By Judy Heller
As summer has drawn to a close and the seasons change, we look back on a season filled with road and track races, marathons, half marathons, triathlons, and relay events. Reflecting on this past season, team participation is becoming quite popular, as noted by the hundreds of relay events found on the Internet. A Relay distance may be anywhere from short track lengths to marathon and ultra marathon distances. “Relay” is defined by Webster as a race between teams, each member of which goes a part of the distance. But part is not the goal. The goal is for everyone working efficiently to make the team function effectively. Terry Orlick in Embracing Your Potential says it well. “A team shares a goal. As each individual works on something to become a little better, wiser, stronger, or more focused the team improves a little. When all team members work collectively toward those goals, the team improves a lot.” Team goals are as varied as there are members and teams. In recent Portland to Coast Walk relays there are family teams (i.e., mothers and daughters, three generations, all cousins), teams of organ transplant patients, teams walking in memory of a loved one, celebrating cancer survival, or the passage to a new decade. Teams walk to support and raise awareness for the organ donor program. Still others use a relay with fellow workers as a support program to build trust and learn to rely on others. And, of course, always to have fun!
HOW TO SELECT A RELAY EVENT
What are your goals? A relay event can be a short term step for a long term goal (such as a marathon or triathlon). Perhaps it may be a long term goal related to general health or fitness.

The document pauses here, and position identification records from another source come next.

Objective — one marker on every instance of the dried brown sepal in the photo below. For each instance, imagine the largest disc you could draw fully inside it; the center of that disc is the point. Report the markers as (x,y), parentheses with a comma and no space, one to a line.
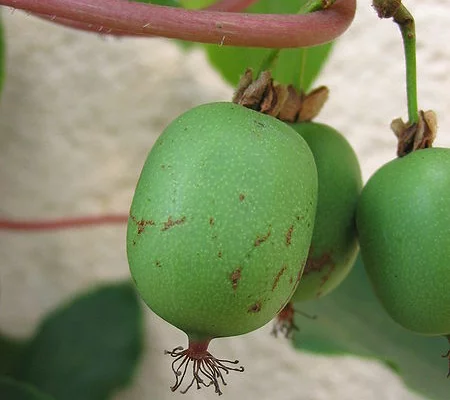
(290,110)
(280,101)
(251,94)
(412,137)
(386,8)
(204,366)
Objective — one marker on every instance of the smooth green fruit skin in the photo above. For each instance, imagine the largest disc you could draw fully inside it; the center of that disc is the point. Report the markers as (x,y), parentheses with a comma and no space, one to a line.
(403,220)
(221,220)
(334,246)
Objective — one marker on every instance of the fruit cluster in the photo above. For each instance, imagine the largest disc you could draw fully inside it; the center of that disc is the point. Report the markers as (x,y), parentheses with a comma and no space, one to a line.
(237,215)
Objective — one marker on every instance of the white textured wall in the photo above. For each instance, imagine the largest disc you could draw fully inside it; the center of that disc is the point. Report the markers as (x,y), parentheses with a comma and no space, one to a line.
(77,117)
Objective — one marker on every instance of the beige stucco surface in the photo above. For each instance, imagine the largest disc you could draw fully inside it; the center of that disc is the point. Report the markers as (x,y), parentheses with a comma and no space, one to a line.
(78,115)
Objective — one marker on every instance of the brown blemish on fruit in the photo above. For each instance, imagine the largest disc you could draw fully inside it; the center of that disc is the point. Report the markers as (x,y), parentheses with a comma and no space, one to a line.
(289,235)
(262,239)
(278,276)
(284,321)
(256,307)
(317,264)
(142,223)
(170,223)
(235,277)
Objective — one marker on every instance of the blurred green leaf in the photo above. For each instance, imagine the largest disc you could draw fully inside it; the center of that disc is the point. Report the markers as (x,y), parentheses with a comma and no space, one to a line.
(88,348)
(294,66)
(2,56)
(11,350)
(13,390)
(351,321)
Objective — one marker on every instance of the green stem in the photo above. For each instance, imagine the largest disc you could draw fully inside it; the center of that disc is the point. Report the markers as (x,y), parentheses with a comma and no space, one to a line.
(405,21)
(309,7)
(403,18)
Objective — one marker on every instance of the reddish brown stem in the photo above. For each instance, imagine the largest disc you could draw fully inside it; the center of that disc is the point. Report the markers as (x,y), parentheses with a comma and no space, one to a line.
(219,27)
(63,223)
(221,5)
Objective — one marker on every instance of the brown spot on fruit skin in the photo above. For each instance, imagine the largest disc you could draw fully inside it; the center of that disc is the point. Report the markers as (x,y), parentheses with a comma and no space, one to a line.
(289,235)
(171,223)
(235,277)
(317,264)
(262,239)
(254,308)
(141,224)
(277,277)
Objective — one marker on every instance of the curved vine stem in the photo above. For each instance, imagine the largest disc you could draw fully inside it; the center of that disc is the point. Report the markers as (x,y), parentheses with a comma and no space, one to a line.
(221,5)
(309,7)
(62,223)
(205,26)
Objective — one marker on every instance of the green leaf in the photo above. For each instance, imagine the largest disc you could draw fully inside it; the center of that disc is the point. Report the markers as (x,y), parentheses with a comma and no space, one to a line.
(13,390)
(294,66)
(88,348)
(351,321)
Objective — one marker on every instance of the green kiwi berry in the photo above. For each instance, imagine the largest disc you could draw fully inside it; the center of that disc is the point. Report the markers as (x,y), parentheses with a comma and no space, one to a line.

Making a commitment to participate is a motivator to be active. Maybe your goal is to just get moving again after a long layoff.
What do you enjoy doing? Browsing the Internet, you can find run, walk, bike and swimming relays nationwide. Once you decide on the event, narrow your search further by determining how many miles the relay is, how many team members you need, and how long each leg is. For walking relays in the Northwest you can choose from the Rainier to Pacific or the Portland to Coast Walk Relay. As Co-Director for the PTC Walk Relay, I am partial to this event. It is the largest and longest walking relay in the world! It has grown from the original 22 teams in 1991 to full field of 400 teams in 1999. What is your fitness level? Evaluate your fitness level when choosing distances and team goals. Be realistic about the amount of time you are willing to (or can) commit to a training program.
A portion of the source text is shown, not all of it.